Nowe ustalenia po ataku w Sztokholmie. Sprawca miał być wydalony
Domniemany sprawca piątkowego zamachu terrorystycznego w Sztokholmie, 39-letni Uzbek miał być ze Szwecji wydalony - podała w niedzielę szwedzka policja na konferencji prasowej.
09.04.2017 13:49
Zatrzymany w piątek wieczorem w miejscowości Marsta mężczyzna w 2014 roku starał się w Szwecji o prawo stałego pobytu. W czerwcu 2016 jego wniosek został odrzucony, a w grudniu miał on dobrowolnie opuścić kraj.
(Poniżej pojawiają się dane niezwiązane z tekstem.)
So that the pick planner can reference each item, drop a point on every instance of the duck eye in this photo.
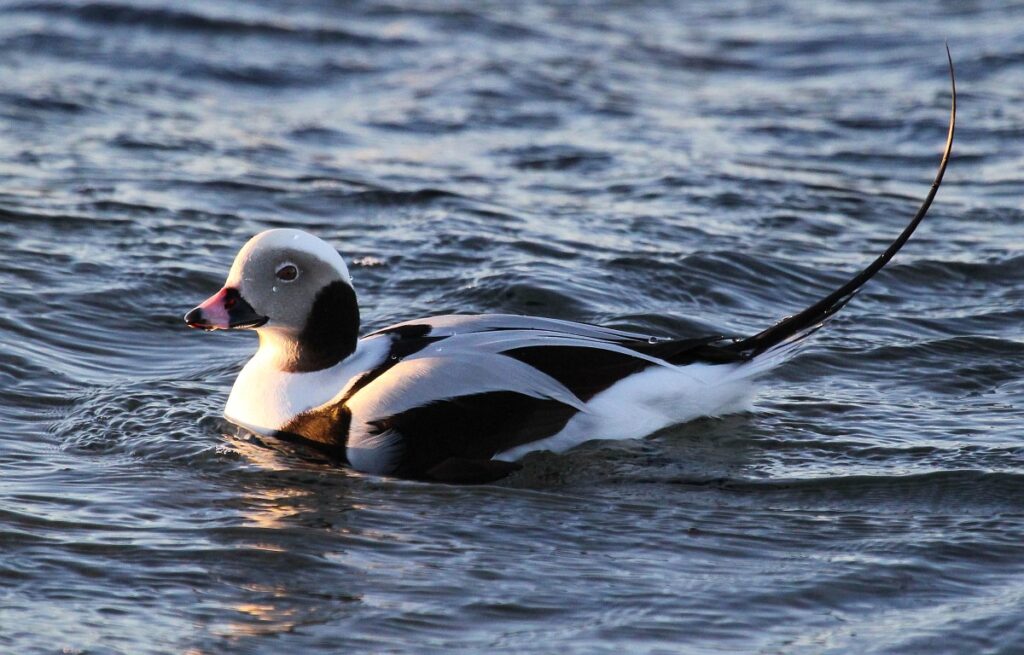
(287, 272)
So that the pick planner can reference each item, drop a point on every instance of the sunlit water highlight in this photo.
(680, 167)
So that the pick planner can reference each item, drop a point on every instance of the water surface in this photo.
(675, 167)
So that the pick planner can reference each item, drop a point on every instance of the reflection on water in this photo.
(680, 168)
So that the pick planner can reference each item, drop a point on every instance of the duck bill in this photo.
(224, 310)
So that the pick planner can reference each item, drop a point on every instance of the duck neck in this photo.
(330, 335)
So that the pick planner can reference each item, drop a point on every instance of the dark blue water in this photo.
(676, 167)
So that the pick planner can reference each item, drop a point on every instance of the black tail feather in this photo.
(802, 323)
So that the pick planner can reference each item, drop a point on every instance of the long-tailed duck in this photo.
(460, 398)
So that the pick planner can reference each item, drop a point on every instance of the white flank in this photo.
(650, 400)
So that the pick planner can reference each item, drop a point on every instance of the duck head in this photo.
(295, 291)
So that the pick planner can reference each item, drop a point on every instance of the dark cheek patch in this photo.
(331, 332)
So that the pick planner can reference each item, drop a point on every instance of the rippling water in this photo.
(677, 167)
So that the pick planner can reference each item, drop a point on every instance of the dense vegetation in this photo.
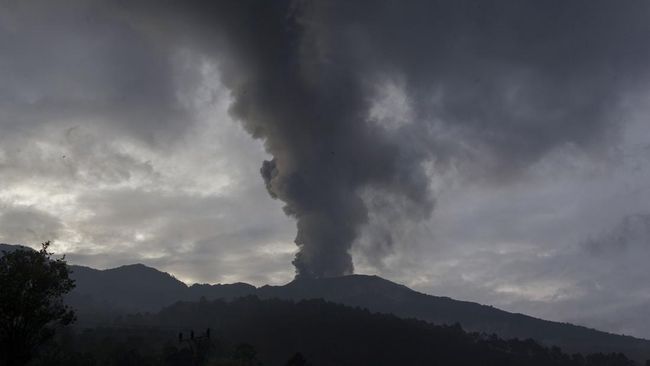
(250, 331)
(32, 286)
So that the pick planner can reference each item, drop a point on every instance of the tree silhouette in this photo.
(297, 360)
(32, 286)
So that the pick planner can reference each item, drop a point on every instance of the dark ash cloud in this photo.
(494, 87)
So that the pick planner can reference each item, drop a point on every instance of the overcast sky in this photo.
(492, 153)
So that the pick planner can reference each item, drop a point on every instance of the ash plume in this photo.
(493, 87)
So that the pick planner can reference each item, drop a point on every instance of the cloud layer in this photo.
(494, 152)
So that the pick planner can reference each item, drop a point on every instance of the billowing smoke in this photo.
(492, 88)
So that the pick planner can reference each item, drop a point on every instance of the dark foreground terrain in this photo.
(252, 331)
(278, 329)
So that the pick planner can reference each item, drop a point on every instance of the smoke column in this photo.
(494, 87)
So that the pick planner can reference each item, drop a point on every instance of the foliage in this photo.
(250, 331)
(31, 302)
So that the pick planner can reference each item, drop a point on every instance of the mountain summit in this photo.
(102, 294)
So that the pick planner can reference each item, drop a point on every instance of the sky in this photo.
(490, 152)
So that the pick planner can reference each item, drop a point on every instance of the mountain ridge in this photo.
(101, 295)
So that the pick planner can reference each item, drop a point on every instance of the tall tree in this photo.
(32, 285)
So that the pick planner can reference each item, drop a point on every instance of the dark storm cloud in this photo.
(494, 87)
(81, 62)
(487, 88)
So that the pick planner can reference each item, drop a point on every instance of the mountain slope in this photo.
(102, 294)
(380, 295)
W lutym 2017 sprawa została przekazana policji.
Jak przekazał Jan Evensson ze sztokholmskiej policji, 24 lutego mężczyzna był poszukiwany przez policję, ale nie udało się go odnaleźć. - To była jedna z 3 tysięcy spraw o przymusowym wydaleniu, jakimi zajmujemy się w naszym regionie. Podobnych spraw jest 10 tys. w całym kraju - powiedział Evensson.
Według policji 39-letni Uzbek okazywał swoje sympatie dla organizacji terrorystycznych, m.in. popierał Państwo Islamskie.
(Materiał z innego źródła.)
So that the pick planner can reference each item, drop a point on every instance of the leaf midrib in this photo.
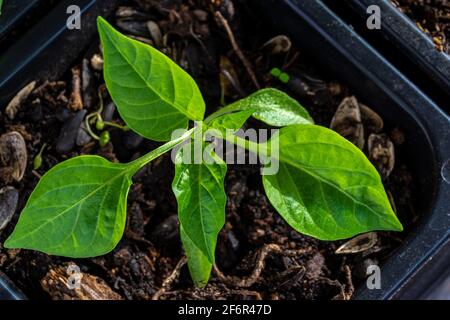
(340, 190)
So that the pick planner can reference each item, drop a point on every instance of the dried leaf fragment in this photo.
(13, 156)
(15, 104)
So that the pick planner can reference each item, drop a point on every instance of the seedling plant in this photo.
(325, 187)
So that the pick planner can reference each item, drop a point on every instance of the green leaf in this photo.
(326, 187)
(154, 95)
(199, 265)
(231, 121)
(199, 189)
(273, 107)
(77, 210)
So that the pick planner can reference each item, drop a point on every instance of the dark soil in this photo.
(432, 17)
(293, 266)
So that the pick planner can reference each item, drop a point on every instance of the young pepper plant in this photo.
(325, 187)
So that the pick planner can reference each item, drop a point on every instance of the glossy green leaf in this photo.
(199, 189)
(273, 107)
(77, 210)
(231, 121)
(199, 265)
(154, 95)
(326, 187)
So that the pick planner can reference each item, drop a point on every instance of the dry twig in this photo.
(260, 263)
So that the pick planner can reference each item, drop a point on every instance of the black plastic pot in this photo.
(414, 44)
(14, 13)
(401, 42)
(45, 52)
(339, 49)
(321, 33)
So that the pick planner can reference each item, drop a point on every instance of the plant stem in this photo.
(152, 155)
(225, 110)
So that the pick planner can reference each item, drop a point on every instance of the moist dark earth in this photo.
(432, 16)
(258, 255)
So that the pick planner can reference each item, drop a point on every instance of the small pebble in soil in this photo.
(69, 133)
(9, 197)
(56, 284)
(381, 153)
(347, 122)
(13, 156)
(132, 140)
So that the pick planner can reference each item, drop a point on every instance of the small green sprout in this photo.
(37, 162)
(280, 75)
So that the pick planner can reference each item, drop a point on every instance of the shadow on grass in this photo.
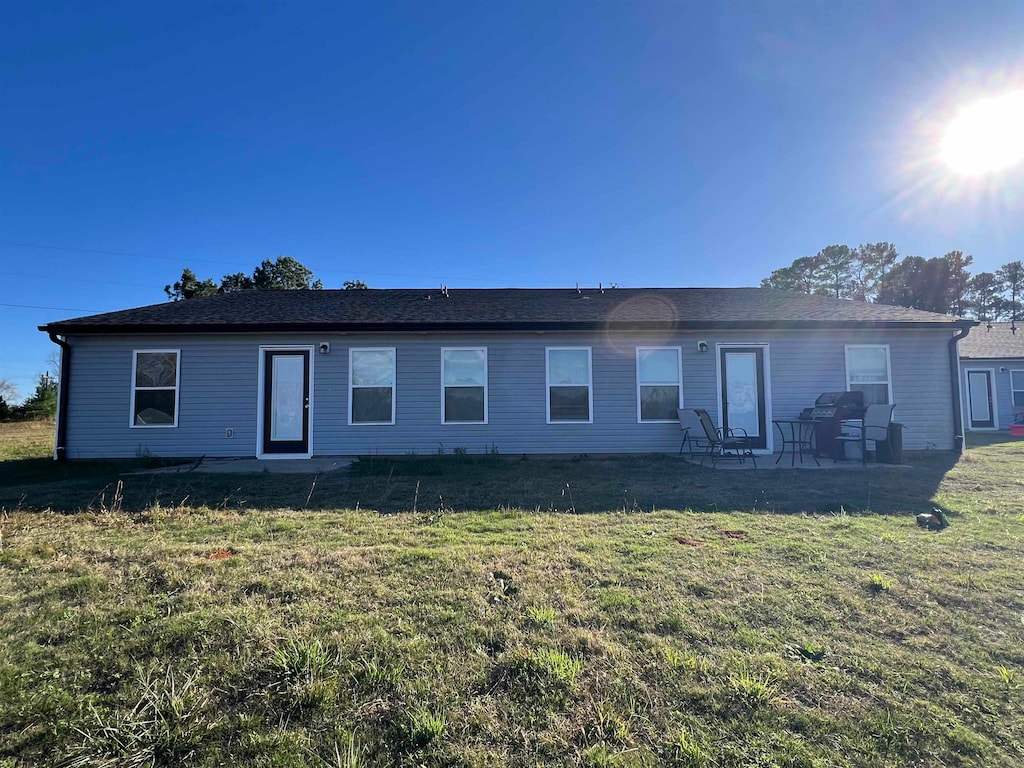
(457, 483)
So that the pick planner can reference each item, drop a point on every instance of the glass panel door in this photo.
(286, 401)
(743, 393)
(979, 384)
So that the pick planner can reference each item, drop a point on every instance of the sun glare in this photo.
(986, 136)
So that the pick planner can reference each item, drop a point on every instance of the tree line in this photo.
(284, 273)
(876, 272)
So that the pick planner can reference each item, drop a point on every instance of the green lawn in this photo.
(601, 612)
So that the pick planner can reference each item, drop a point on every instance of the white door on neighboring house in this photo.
(981, 408)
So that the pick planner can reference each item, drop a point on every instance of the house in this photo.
(992, 376)
(284, 374)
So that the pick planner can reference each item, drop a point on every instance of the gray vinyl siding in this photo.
(219, 383)
(1005, 411)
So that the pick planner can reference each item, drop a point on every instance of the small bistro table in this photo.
(801, 434)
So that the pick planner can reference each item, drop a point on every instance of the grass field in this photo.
(496, 611)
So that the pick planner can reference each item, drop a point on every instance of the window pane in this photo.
(372, 404)
(154, 407)
(658, 365)
(156, 369)
(872, 392)
(569, 403)
(568, 367)
(373, 368)
(658, 402)
(464, 403)
(867, 365)
(464, 367)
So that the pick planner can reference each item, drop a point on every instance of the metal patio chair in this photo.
(700, 433)
(875, 426)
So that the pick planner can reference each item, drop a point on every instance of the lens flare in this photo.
(986, 136)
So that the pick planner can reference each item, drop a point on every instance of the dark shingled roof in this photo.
(997, 342)
(500, 308)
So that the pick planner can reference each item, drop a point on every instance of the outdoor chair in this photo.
(875, 426)
(700, 433)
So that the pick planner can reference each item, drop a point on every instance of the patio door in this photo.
(979, 392)
(285, 422)
(741, 371)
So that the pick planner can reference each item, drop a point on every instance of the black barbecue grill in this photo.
(830, 409)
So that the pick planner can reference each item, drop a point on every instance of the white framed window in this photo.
(464, 385)
(570, 385)
(371, 385)
(1017, 388)
(155, 378)
(659, 390)
(868, 370)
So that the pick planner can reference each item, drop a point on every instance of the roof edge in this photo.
(150, 329)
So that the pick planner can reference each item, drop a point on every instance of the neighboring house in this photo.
(992, 371)
(284, 374)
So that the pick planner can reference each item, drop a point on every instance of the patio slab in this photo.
(827, 465)
(316, 465)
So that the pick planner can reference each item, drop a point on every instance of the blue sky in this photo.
(534, 144)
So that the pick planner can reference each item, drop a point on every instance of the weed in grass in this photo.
(754, 690)
(557, 663)
(1009, 678)
(542, 615)
(425, 725)
(686, 753)
(165, 726)
(299, 659)
(878, 583)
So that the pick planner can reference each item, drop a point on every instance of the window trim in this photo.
(678, 384)
(134, 388)
(1013, 391)
(590, 384)
(465, 386)
(889, 368)
(394, 386)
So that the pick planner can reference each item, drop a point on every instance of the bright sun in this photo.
(986, 136)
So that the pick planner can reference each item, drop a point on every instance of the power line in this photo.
(55, 308)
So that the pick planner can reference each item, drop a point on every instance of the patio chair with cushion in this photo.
(702, 436)
(875, 426)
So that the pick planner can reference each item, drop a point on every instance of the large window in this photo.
(464, 380)
(658, 379)
(569, 384)
(867, 370)
(1017, 387)
(155, 388)
(371, 386)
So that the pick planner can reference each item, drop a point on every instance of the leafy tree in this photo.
(920, 284)
(957, 281)
(1012, 278)
(284, 273)
(189, 287)
(868, 264)
(833, 271)
(8, 392)
(43, 402)
(985, 297)
(800, 276)
(237, 282)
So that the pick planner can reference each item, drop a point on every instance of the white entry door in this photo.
(979, 392)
Policja podała także skąd pochodziły cztery śmiertelne ofiary zamachu. Byli to obywatel Belgii oraz Wielkiej Brytanii. Pozostałe dwie osoby to Szwedzi.
Trwa śledztwo
Śledczy poinformowali, że dotychczas przeprowadzili 500 przesłuchań, są w posiadaniu 80 cyfrowych materiałów dowodowych.
Przekazano, że od piątku w kilku dzielnicach Sztokholmu dokonano kolejnych zatrzymań "około pięciu osób" związanych ze sprawą.
- Nie ma konkretnych dowodów, że może dojść do kolejnych ataków - stwierdził Johan Olsson ze szwedzkich służb specjalnych SAPO.